Маленькие, но алчные огоньки
Альбинас презрительно сплевывает сквозь чуть пожелтевшие зубы, садится за книгу, и кто-то словно обнимает его ласковыми руками.
— Альбинук, сыночек, — доносится до него тонкий голос матери, но сын отталкивает ее, хотя еще совсем недавно, бывало, прижимался к ее впалой груди, и скрученные ревматизмом пальцы матери еще помнят, как вздрагивало его тельце, помнят его тепло. Ребенком, бывало, хватал все, что попадалось под руку, что-то показывал пальцем, но тогда мать лучше понимала его, чем сейчас, когда он усвоил человеческую речь.
Он пописывает письма в редакции. Его очень занимает все, что происходит на свете, и он нисколько не сомневается в том, что где-то существует справедливость, которая и его, ребенка, не обойдет стороной. По вечерам, прильнув к старому разболтанному приемнику, который он нашел на запустелом чердаке настоятельского дома, Альбинас ловит последние известия, гоняет привычной рукой стрелку — черную скиталицу — по шкале, по далеким городам, которая добирается до них, бредя по сугробам, как добирается и горбатый почтальон Страздялис, приносящий каждый день еще пахнущие типографской краской газеты.
На какой-то миг стрелка застывает и, как бы к чему-то прислушавшись, прыгает в сторону, вонзаясь в расцвеченные огнями города, ныряя в бездонные омуты тишины; вынырнув, она пробивается через металлический треск, взвизгивания, сердитый лай голосов, которые, состязаясь друг с другом, стараются Альбинасу что-то внушить. Стрелка, подрагивая от шума, ползет дальше по шкале, и вдруг все заливает звучный зеленый цвет. Льется мелодия скрипки, как льется свет луны.
— Ты пойдешь спать или нет? Вот возьму сейчас метлу! — ворчит на печи отец.
Ребенок вздрагивает и приглушает звук приемника.
…За окном свирепствует, дико хохочет вьюга: подскакивает к окну, швыряет в стекло хлопья снега и удирает, откатывается куда-то на опушку леса. Альбинас ловит себя на мысли, что никто так хорошо не написал о вьюге, как великий русский поэт Александр Пушкин. Какая-то магия таится в его имени и словах полупонятных строф. Альбинас как зачарованный смотрит при свете закопченной лампы на его портрет: сонные большие глаза, рука, подпирающая подбородок. Кажется, Пушкин слушает вьюгу.

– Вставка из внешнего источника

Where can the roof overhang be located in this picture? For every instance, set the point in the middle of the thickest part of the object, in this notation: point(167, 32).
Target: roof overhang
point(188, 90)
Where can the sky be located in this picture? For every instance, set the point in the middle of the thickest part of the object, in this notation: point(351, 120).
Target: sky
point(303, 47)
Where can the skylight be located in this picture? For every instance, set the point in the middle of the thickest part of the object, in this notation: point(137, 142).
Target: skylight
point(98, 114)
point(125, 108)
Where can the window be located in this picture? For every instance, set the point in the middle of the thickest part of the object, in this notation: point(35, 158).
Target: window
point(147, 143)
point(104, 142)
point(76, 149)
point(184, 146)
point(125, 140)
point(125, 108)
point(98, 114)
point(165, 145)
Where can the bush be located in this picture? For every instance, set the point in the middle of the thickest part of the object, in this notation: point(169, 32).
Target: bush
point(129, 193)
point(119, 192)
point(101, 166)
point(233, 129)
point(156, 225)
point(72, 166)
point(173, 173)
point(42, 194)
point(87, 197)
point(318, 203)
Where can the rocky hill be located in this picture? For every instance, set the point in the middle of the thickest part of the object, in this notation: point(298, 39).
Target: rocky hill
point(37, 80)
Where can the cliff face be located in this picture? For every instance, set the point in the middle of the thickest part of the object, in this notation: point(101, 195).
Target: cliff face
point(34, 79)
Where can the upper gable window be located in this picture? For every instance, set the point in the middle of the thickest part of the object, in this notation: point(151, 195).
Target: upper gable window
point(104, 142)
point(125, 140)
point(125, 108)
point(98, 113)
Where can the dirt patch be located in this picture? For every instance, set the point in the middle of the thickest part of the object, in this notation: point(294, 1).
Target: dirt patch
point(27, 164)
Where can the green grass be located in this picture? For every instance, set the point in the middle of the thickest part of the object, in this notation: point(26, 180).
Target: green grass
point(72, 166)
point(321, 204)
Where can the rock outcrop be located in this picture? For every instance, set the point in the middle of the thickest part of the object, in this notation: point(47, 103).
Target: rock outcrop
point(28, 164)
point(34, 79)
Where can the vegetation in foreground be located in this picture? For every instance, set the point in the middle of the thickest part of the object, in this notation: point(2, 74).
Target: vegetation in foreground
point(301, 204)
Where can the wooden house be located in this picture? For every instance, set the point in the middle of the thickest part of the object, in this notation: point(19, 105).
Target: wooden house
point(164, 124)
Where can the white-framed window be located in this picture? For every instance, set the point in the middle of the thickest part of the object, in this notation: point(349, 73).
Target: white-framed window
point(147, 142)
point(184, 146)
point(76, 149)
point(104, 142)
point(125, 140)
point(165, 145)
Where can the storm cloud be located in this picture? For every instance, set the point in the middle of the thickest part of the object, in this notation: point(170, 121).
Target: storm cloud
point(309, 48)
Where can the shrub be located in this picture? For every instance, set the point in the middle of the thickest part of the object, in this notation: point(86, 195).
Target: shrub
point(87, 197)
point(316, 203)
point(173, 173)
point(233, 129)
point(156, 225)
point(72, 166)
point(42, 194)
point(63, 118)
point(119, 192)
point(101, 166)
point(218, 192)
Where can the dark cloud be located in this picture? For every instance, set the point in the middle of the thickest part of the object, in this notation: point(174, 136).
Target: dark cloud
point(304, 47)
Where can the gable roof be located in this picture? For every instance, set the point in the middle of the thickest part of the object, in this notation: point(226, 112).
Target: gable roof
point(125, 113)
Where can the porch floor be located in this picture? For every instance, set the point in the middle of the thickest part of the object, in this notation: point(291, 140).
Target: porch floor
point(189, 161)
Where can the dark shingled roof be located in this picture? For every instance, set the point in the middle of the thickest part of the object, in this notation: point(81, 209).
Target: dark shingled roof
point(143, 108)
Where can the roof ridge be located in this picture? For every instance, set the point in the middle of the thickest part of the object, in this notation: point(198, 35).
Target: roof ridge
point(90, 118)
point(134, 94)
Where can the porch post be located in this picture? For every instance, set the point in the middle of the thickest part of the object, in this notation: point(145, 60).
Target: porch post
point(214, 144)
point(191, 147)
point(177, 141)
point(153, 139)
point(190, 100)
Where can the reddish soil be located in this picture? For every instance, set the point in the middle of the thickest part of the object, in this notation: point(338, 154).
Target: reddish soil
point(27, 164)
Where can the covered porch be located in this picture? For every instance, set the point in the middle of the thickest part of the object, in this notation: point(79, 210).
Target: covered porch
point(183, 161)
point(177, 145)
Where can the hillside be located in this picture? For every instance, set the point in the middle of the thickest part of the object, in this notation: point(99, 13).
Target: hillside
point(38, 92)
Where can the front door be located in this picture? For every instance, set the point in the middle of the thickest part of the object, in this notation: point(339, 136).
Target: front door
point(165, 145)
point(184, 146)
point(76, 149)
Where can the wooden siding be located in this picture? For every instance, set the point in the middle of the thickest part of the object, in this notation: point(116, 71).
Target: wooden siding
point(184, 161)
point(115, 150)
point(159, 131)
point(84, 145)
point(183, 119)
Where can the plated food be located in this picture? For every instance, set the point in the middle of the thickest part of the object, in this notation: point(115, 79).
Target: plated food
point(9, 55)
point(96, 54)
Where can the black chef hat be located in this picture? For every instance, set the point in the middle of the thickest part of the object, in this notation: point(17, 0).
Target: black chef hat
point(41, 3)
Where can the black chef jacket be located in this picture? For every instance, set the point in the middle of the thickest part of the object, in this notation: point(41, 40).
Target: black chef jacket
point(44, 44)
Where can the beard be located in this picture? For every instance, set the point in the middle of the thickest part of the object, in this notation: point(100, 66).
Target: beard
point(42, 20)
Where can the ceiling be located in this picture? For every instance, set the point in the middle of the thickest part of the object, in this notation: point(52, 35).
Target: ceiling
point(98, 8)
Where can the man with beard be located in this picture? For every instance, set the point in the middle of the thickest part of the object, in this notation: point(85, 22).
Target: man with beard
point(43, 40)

— А теперь, — доносится с печи голос отца, — почитаем евангелие от Матфея.
Шипы терновника, пути пилигримов, раскаяние грешников; они стегали себя хлыстами и прутьями, ползали на коленях, морили голодом плоть, прозябали в промозглых подземельях, дабы изгнать из себя беса, который затаился в глубине души, коварный, он может далее ангелом обернуться, о, горе нам, грешным…
— На колени! — кричит староста одного из старейших в этом краю костелов, и одежды его отливают изумрудом и сапфиром.